His words, honestly, were life-changing. They exposed my faulty understanding of God and how his will worked. They revealed to me my “works-based” confusion about who God blesses and why. And most importantly, they reminded me of the kindness of God. If I am in Christ, then God is my Heavenly Father and he is kind. I don’t have to overly stress about seeking his will if it is unclear. I don’t have to fear confusion or doubt or ambiguity. I just have to be his child, trusting him and walking with him as best as I can.
Now that I have a daughter (from my second marriage), I understand that message even more. She just needs to hold my hand and walk with me. If there are unseen dangers, I have her back. If she wanders off, I will look for her and find her. I don’t want her worrying about whether or not she is out of step with my will in order to secure my blessing and love. She is my daughter.
I am God’s child. And knowing the Father’s kindness should give us peace. As Jesus said: “Which of you, if your son asks for bread, will give him a stone? Or if he asks for a fish, will give him a snake? If you, then, though you are evil, know how to give good gifts to your children, how much more will your Father in heaven give good gifts to those who ask him!” (Matthew 7:9-11)
The leap of faith
I was comforted by my godly friend’s council, but he hadn’t actually told me what I should do … other than trust in my Heavenly Father. So I walked back to Flinders Street Station, grabbed my name badge and tried to get back into work. My mind was still full, though, with questions and reflections, so the rest of the afternoon was a write-off for sales. As I left for the day, my boss pulled me aside, clearly still disappointed with my lack of performance.
“Simon,” he said, “I want you to go home and think about whether this job is really for you.”
All the way home and into the evening, I struggled with what to do. In the end though, I had to answer my boss’s questions honestly. No, the job wasn’t for me. I was happy to keep working at it if that was God’s will, but in the absence of a clear instruction from God, I simply had to make a choice.
I had to give up my principle of never quitting a job if you have nothing to go to. I entrusted my needs to the kindness of my Heavenly Father, grabbed my phone and gave my boss a call …
“Hi. It’s Simon. I’ve been thinking about what you asked me, and I think it’s not fair to you or me if I stay in the job.”
“So, you’re quitting?”
“Yeah I think that’s best.”
“Well, I thought you were better than that Simon. But if you want to just give up, then I agree. You should go.”

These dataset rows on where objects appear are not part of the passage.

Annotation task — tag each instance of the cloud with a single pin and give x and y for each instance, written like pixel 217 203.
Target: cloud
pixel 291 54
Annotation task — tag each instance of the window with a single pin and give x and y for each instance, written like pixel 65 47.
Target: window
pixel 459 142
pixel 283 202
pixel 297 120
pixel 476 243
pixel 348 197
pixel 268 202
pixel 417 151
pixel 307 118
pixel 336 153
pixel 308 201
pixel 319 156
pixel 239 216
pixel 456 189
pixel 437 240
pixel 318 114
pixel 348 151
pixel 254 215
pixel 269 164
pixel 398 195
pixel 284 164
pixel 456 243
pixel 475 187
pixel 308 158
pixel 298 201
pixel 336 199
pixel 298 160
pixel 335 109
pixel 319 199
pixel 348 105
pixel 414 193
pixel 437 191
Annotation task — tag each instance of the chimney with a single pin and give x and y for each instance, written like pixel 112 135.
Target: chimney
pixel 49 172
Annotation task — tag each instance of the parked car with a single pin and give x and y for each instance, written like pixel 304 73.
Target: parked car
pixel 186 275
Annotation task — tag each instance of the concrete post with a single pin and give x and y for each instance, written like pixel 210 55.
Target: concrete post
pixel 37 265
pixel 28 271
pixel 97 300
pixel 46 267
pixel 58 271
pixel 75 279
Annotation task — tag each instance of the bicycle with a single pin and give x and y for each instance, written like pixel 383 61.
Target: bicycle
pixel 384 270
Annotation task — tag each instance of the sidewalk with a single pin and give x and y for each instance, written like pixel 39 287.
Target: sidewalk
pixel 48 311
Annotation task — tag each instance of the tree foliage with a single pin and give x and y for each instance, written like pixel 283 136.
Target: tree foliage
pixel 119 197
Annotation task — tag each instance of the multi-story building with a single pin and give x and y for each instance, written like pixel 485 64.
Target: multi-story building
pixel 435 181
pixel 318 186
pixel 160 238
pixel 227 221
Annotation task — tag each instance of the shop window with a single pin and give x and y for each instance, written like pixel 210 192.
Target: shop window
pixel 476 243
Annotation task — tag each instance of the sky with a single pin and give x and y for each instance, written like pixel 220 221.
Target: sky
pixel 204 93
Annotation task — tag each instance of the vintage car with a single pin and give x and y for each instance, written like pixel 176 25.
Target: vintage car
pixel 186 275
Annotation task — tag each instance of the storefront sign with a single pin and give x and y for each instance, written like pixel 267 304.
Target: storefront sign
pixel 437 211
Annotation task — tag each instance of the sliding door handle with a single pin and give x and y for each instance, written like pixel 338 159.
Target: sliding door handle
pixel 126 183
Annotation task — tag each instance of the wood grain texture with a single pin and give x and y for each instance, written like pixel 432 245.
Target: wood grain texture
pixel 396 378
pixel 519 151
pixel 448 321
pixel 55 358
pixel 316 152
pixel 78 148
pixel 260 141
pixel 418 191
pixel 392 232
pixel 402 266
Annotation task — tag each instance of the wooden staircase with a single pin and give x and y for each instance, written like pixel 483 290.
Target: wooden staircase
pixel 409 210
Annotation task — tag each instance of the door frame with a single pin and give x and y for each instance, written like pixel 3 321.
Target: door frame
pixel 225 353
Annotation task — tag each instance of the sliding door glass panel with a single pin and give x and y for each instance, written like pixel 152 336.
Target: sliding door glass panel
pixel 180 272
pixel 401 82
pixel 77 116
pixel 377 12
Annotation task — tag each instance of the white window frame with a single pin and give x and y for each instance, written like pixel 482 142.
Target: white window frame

His harsh words stung as we ended the conversation, but I knew I had done the right thing. So that was it! I was unemployed! I’d taken the leap of faith, trusting that God would provide me my “daily bread” and eventually guide me towards some other work. I also trusted that being unemployed would not railroad whatever God was doing in my marriage. God was my Heavenly Father and I placed my life in his hands.
So what was next? I didn’t know. I didn’t have any prospects or other options. It had been more than two months since I had had that disheartening phone conversation with that Funeral company and I had not heard a peep, so I had given up on that and faced an indefinite season of unemployment.
How would I survive? Well, I had a little bit of money in the bank and so I thought, I’d have a break for a week or two and then I would get back into looking for a new job. It may take a while, but I knew other Christians facing long-term unemployment, and so I knew God could see me through it as well.
That night I went to bed at peace with my decision, remembering my friend’s words: “Just try to make the best choice you can and let God look after the rest.”
New every morning
“Because of the Lord’s great love we are not consumed, for his compassions never fail.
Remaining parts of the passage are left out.